Did you mean "Galene"?
June 5, 2014
Introducing LinkedIn’s new search architecture
Authors: Sriram Sankar, Asif Makhani
Search is one of the most intensely studied problems in software engineering. It brings together information retrieval, machine learning, distributed systems, and other fundamental areas of computer science. And search is core to LinkedIn. Our 300M+ members use our search product to find people, jobs, companies, groups and other professional content. Our goal is to provide deeply personalized search results based on each member’s identity and relationships.
LinkedIn built our early search engines on Lucene. As we grew, we evolved the search stack by adding layers on top of Lucene. Our approach to scaling the system was reactive, often narrowly focused, and led to stacking new components to our architecture, each to solve a particular problem without thinking holistically about the overall system needs. This incremental evolution eventually hit a wall requiring us to spend a lot of time keeping systems running, and performing scalability hacks to stretch the limits of the system.
Around a year ago, we decided to completely redesign our platform given our growth needs and our direction towards realizing the world’s first economic graph. The result was Galene, our new search architecture, which has since been implemented and successfully powering multiple search products at LinkedIn. Galene has helped us improve our development culture and forced us to incorporate new development processes. For example, the ability to build new indices every week with changes in the offline algorithms requires us to adopt a more agile testing and release process. Galene has also helped us clearly separate infrastructure tasks from relevance tasks. For example, relevance engineers no longer have to worry about writing multi-threaded code, perform RPCs, or worry about scaling the system.
In this post, we’ll talk about the motivations to build Galene and take a deeper look into the major design decisions of the new architecture. If you’re a search engineer, we hope you’ll find some of our ideas useful in your own work. Even if you don’t work on search, we hope you’ll share our appreciation of the unique problems in this space.

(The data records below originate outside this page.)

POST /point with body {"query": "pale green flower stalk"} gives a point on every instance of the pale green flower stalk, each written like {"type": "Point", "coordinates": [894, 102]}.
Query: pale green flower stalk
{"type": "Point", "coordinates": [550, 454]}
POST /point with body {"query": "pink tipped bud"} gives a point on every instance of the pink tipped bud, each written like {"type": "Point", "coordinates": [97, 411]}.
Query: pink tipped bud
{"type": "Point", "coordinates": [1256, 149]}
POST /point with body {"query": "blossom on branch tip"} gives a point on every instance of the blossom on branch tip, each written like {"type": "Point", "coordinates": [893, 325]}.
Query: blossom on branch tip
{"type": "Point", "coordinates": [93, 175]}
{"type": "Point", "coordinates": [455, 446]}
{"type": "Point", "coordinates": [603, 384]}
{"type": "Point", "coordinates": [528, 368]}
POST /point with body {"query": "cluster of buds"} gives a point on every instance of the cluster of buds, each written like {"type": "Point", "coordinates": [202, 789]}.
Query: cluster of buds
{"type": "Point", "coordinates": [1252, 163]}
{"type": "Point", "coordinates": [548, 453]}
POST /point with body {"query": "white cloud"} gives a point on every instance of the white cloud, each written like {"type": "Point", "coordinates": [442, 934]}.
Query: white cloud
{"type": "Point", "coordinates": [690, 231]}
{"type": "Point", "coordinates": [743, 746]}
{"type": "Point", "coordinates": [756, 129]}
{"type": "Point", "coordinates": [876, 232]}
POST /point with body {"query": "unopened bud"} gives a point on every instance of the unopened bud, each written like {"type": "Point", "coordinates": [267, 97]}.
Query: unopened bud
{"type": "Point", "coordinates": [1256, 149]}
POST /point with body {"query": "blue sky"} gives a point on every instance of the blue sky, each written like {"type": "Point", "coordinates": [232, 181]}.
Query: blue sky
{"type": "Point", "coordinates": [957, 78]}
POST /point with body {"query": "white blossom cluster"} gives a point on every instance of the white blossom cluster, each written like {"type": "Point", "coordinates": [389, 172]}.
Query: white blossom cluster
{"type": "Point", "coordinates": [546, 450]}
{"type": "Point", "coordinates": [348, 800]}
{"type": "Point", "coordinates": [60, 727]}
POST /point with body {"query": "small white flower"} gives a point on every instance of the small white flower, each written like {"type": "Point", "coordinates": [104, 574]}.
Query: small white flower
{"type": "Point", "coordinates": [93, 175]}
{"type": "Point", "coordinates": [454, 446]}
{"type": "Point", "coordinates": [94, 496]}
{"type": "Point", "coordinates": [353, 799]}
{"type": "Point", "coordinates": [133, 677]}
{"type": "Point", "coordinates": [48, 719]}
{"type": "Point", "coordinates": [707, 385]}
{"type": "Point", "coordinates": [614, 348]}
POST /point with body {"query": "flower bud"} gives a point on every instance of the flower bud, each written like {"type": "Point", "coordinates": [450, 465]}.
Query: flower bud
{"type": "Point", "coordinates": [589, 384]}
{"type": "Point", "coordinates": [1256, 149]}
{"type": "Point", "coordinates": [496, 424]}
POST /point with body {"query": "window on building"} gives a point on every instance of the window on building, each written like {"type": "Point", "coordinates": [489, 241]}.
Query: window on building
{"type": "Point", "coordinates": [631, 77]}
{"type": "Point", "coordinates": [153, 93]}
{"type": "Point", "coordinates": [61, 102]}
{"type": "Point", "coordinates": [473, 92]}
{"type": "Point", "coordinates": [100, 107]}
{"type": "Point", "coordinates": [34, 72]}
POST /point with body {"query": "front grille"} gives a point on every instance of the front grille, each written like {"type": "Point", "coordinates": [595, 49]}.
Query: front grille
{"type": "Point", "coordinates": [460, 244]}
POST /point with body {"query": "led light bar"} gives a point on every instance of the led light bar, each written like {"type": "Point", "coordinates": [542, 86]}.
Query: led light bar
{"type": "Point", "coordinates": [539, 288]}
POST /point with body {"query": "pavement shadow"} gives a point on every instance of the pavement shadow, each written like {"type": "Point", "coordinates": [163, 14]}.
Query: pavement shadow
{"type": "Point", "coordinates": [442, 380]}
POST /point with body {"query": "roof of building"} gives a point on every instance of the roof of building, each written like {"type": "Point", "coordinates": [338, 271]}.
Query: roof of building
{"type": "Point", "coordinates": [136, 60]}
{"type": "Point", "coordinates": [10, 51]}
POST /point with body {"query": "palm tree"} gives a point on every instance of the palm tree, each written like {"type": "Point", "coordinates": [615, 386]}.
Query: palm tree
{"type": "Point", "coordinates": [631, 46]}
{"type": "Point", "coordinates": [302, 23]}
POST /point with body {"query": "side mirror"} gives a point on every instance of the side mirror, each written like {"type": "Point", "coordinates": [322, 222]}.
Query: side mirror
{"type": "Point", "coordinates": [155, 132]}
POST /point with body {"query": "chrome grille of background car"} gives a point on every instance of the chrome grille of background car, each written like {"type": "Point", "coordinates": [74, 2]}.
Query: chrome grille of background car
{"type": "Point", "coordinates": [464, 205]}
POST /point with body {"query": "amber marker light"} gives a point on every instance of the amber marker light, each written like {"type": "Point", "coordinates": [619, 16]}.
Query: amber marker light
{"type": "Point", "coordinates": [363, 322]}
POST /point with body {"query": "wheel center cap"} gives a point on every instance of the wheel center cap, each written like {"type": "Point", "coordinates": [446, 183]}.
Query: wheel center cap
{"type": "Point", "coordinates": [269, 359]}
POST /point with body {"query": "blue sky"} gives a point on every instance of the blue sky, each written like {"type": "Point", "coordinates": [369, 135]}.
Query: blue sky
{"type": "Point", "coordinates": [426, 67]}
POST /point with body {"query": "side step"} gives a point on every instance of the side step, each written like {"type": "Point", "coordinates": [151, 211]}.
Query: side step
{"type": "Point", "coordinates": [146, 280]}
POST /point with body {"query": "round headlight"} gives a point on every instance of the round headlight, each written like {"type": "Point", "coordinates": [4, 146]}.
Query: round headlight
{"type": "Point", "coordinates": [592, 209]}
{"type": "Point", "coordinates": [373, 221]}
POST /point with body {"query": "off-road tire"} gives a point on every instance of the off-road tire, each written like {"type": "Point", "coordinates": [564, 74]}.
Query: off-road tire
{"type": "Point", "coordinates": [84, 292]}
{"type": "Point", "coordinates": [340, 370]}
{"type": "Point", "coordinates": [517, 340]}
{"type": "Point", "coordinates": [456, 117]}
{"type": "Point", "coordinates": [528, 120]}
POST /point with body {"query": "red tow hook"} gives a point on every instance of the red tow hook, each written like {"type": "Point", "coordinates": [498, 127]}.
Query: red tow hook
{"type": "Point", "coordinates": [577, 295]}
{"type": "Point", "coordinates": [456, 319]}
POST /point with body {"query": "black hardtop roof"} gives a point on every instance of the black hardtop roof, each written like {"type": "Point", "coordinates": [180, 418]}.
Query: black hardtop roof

The Pre-Galene Architecture
Our pre-Galene search stack was centered around Lucene – an open source library that supports building a search index, searching the index for matching entities, and determining the importance of these entities through relevance scores. Building an index is performed by calling an API that adds entities to the index. The search index has two primary components:
· The inverted index – a mapping from search terms to the list of entities that contain them; and
· The forward index – a mapping from entities to metadata about them.
The lists in the inverted index are called posting lists. Searching the index takes place by building a query containing search terms and then walking through the posting lists of these search terms to find entities that satisfy the query constraints. Relevance scores are determined from details of posting list matches and from information in the forward index.
Lucene indices can get quite large and often cannot be served from a single computer. So the index is broken up into pieces (shards), each containing a subset of the entities. Each shard is served from a separate computer. With multiple shards, we require support to distribute the query to all the shards, and to manage the computers that serve the shards.
We built (and open sourced) Sensei to support sharding and cluster management. There have been parallel efforts in the open source search community (eg. Solr and Elasticsearch) that build on top of Lucene to address these distributed systems challenges.
Our professional graph evolves in real time, and our search results have to remain current with these changes. Lucene supports changes to entities by deleting the existing version of the entity, and then adding the new version. However, when only a single inverted index term changes in an entity, we need to obtain all the other inverted index terms that map to this entity in order to create the new version of the entity. Unfortunately, we cannot obtain this information from Lucene. We therefore built a system called the Search Content Store to maintain all inverted index terms keyed by the entity. Live updates are sent to the Search Content Store, which first updates itself, and then performs the corresponding removal and addition operations on the Lucene index.
Lucene had (until recently) another limitation with live updates – the changes to the index have to be committed before they are visible to readers of the index. The commit process is an expensive operation and can only be performed occasionally. To address this, we built (and open sourced) Zoie – which maintains an in-memory copy of the uncommitted portions of the index. This can be used for reading until the corresponding data has been committed in the Lucene index.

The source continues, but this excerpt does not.